[0.2] - CNNs & ResNets
Please send any problems / bugs on the #errata channel in the Slack group, and ask any questions on the dedicated channels for this chapter of material.
If you want to change to dark mode, you can do this by clicking the three horizontal lines in the top-right, then navigating to Settings → Theme.
Links to all other chapters: (0) Fundamentals, (1) Transformer Interpretability, (2) RL.

Introduction
This section is designed to get you familiar with basic neural networks: how they are structured, the basic operations like linear layers and convolutions which go into making them, and why they work as well as they do. You'll start by making very simple neural networks, and by the end of today you'll build up to assembling ResNet34, a comparatively much more complicated architecture.
For a lecture on the material today, which provides some high-level understanding before you dive into the material, watch the video below:
Content & Learning Objectives
1️⃣ Making your own modules
In the first set of exercises, we'll cover the general structure of modules in PyTorch. You'll also implement your own basic modules, including for ReLU and Linear layers. You'll finish by assembling a very simple neural network.
Learning Objectives
- Learn how to create your own modules in PyTorch, by inheriting from
nn.Module- Assemble the pieces together to create a simple fully-connected network, to classify MNIST digits
2️⃣ Training Neural Networks
Here, you'll learn how to write a training loop in PyTorch. We'll keep it simple for today (and later on we'll experiment with more modular and extensible designs).
Learning Objectives
- Understand how to work with transforms, datasets and dataloaders
- Understand the basic structure of a training loop
- Learn how to write your own validation loop
3️⃣ Convolutions
In this section, you'll read about convolutions, and implement them as an nn.Module (not from scratch; we leave that to the bonus exercises). You'll also learn about maxpooling, and implement that as well.
Learning Objectives
- Learn how convolutions work, and why they are useful for vision models
- Implement your own convolutions, and maxpooling layers
4️⃣ ResNets
Here, you'll combine all the pieces you've learned so far to assemble ResNet34, a much more complex architecture used for image classification.
Learning Objectives
- Learn about skip connections, and how they help overcome the degradation problem
- Learn about batch normalization, and why it is used in training
- Assemble your own ResNet, and load in weights from PyTorch's ResNet implementation
☆ Bonus - Feature Extraction
In this section, you'll learn how to repurpose your ResNet to perform a different task than it was designed for, using feature extraction.
Learning Objectives
- Understand the difference between feature extraction and finetuning
- Perform feature extraction on a pre-trained ResNet
☆ Bonus - Convolutions From Scratch
This section takes you through the low-level details of how to actually implement convolutions. It's not necessary to understand this section to complete the exercises, but it's a good way to get a deeper understanding of how convolutions work.
Learning Objectives
- Understand how array strides work, and why they're important for efficient linear operations
- Learn how to use
as_stridedto perform simple linear operations like trace and matrix multiplication- Implement your own convolutions and maxpooling functions using stride-based methods
Setup code
import json
import sys
from collections import namedtuple
from dataclasses import dataclass
from pathlib import Path
import einops
import numpy as np
import torch as t
import torch.nn as nn
import torch.nn.functional as F
import torchinfo
from IPython.display import display
from jaxtyping import Float, Int
from PIL import Image
from rich import print as rprint
from rich.table import Table
from torch import Tensor
from torch.utils.data import DataLoader, Subset
from torchvision import datasets, models, transforms
from tqdm.notebook import tqdm
# Make sure exercises are in the path
chapter = "chapter0_fundamentals"
section = "part2_cnns"
root_dir = next(p for p in Path.cwd().parents if (p / chapter).exists())

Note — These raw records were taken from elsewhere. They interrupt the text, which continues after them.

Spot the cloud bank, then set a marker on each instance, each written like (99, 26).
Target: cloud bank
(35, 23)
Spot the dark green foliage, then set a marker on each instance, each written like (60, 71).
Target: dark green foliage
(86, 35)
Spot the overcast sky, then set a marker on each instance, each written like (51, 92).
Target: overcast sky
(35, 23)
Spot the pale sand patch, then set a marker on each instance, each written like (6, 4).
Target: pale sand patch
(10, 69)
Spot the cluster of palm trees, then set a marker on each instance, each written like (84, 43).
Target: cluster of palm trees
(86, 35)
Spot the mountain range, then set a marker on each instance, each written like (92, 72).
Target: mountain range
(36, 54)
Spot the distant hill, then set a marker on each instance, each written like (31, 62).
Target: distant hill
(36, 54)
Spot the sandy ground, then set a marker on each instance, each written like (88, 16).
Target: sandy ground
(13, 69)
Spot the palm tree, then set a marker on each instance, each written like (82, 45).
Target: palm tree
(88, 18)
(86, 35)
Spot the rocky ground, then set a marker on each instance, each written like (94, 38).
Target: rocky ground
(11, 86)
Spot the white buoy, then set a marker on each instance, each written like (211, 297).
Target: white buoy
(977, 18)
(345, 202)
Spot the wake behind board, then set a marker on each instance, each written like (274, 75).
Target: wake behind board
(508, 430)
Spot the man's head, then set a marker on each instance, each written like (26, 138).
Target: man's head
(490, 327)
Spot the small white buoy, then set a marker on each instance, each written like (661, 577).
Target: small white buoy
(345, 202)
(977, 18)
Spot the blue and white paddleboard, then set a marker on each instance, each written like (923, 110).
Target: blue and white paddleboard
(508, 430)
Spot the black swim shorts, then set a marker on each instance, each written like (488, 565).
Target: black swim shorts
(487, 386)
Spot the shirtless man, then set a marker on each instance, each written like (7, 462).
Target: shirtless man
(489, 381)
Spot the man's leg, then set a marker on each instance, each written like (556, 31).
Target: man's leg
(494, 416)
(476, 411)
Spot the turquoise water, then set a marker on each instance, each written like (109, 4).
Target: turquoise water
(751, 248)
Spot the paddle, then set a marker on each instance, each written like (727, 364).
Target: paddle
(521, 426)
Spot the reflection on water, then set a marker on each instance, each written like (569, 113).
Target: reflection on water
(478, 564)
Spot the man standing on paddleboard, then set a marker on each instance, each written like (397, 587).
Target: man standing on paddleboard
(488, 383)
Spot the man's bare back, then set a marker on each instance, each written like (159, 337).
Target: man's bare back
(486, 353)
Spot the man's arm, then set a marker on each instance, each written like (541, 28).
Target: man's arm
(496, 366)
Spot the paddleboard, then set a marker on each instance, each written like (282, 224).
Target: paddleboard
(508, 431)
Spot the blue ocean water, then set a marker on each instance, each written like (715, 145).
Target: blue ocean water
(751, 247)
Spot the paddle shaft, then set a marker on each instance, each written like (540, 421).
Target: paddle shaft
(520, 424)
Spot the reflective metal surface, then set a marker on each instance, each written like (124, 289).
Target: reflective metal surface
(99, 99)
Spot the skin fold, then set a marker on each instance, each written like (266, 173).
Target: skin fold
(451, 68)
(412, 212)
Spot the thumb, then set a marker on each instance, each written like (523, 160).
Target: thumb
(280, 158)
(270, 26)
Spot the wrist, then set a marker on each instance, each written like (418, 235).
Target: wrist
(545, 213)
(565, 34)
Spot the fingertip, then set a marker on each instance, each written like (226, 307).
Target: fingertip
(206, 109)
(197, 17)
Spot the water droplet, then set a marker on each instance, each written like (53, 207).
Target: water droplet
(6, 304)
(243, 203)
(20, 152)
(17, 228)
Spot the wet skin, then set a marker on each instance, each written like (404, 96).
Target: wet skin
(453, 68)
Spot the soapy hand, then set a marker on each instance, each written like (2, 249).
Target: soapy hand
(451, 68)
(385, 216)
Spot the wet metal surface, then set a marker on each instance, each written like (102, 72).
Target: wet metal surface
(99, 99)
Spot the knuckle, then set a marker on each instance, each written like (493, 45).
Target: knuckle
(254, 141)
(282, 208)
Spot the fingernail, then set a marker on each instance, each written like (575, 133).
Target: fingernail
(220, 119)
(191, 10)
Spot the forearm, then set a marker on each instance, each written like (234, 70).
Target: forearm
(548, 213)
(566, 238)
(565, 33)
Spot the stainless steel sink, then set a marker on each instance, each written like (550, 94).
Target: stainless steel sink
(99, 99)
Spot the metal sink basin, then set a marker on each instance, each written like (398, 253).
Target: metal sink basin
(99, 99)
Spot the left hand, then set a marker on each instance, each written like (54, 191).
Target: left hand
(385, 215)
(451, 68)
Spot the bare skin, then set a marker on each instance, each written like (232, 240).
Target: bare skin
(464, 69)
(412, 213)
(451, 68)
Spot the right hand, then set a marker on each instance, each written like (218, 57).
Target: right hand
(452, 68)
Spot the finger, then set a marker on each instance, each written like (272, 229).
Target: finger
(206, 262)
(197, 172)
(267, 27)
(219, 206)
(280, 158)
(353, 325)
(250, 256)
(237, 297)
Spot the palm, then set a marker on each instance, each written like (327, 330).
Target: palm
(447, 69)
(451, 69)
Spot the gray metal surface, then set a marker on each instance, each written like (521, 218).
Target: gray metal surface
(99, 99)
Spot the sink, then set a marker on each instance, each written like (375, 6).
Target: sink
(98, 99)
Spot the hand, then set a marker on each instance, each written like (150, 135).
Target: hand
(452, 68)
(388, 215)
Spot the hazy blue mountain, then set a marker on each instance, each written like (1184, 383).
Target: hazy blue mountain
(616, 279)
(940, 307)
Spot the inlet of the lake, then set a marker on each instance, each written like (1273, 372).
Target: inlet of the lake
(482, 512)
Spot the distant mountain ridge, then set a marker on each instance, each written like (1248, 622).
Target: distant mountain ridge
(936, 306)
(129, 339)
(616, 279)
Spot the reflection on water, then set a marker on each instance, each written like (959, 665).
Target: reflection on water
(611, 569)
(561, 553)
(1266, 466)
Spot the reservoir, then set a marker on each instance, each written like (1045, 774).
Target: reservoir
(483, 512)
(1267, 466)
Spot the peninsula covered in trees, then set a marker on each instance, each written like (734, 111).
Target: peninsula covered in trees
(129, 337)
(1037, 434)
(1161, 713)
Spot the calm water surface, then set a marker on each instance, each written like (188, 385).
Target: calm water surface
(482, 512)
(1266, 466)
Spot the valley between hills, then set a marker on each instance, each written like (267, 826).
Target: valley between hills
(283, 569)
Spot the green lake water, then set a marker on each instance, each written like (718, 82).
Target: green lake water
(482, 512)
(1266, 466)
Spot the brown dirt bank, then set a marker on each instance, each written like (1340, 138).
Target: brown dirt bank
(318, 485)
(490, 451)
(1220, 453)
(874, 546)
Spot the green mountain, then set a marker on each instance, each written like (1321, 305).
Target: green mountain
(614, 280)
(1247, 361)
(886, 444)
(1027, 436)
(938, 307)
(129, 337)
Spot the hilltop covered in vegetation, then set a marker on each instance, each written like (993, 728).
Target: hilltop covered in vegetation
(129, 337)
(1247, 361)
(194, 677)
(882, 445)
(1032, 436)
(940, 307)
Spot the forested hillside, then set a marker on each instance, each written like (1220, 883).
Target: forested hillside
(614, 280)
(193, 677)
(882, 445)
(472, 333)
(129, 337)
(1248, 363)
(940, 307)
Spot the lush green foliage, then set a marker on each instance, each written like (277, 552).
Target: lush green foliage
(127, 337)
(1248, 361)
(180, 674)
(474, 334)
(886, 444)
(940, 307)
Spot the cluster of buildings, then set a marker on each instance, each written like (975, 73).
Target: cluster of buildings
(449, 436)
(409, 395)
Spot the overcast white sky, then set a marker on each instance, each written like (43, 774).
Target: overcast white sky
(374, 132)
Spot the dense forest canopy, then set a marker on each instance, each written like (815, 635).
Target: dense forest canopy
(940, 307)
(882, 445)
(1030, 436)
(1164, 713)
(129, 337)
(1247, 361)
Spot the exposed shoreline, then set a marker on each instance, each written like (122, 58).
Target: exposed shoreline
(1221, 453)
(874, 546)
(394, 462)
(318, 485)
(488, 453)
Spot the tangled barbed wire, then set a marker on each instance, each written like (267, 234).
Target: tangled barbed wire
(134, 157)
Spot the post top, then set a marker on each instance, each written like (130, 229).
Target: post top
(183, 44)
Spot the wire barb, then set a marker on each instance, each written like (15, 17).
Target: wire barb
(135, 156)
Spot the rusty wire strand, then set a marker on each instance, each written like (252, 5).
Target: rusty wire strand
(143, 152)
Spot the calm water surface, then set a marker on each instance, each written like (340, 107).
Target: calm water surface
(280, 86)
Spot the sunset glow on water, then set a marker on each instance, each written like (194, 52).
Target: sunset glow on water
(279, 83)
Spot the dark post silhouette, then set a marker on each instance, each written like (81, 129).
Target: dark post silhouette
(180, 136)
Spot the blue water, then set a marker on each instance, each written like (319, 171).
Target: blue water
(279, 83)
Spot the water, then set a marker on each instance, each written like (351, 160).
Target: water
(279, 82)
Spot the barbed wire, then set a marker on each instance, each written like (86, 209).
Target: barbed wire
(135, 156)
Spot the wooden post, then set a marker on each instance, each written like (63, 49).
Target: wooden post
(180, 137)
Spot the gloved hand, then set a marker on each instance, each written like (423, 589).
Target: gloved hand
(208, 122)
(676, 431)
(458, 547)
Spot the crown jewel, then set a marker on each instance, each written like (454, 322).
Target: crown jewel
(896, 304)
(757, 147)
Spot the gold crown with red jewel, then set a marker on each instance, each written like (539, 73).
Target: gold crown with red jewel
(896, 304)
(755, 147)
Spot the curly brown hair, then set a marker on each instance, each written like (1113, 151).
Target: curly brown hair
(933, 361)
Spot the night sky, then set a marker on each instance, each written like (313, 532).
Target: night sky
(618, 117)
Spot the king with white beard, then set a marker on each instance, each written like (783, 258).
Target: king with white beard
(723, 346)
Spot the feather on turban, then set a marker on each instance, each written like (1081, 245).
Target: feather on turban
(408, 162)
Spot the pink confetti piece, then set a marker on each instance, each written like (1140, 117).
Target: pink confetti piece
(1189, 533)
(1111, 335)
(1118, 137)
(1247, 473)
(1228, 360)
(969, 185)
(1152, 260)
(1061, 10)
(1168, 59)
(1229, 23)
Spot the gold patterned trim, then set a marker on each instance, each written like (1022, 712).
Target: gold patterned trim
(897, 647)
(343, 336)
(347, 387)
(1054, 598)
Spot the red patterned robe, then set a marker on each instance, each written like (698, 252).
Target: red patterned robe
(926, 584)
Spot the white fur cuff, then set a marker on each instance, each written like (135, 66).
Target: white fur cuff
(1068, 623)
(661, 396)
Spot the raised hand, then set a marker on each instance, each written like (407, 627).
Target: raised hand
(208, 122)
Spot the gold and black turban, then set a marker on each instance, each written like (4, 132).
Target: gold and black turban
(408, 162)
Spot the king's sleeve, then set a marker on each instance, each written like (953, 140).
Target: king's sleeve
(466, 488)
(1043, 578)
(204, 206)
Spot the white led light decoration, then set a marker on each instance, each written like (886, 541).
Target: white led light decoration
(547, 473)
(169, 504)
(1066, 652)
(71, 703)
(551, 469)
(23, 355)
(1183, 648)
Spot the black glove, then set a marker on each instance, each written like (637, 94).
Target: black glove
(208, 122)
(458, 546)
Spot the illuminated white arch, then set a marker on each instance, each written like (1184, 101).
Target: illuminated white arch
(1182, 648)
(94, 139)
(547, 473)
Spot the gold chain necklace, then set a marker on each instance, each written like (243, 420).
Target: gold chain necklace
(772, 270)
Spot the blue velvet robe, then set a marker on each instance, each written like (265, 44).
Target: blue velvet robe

exercises_dir = root_dir / chapter / "exercises"
section_dir = exercises_dir / section
if str(exercises_dir) not in sys.path:
sys.path.append(str(exercises_dir))
MAIN = __name__ == "__main__"
import part2_cnns.tests as tests
import part2_cnns.utils as utils
from plotly_utils import line
Help - I get a NumPy-related error
This is an annoying colab-related issue which I haven't been able to find a satisfying fix for. If you restart runtime (but don't delete runtime), and run just the imports cell above again (but not the %pip install cell), the problem should go away.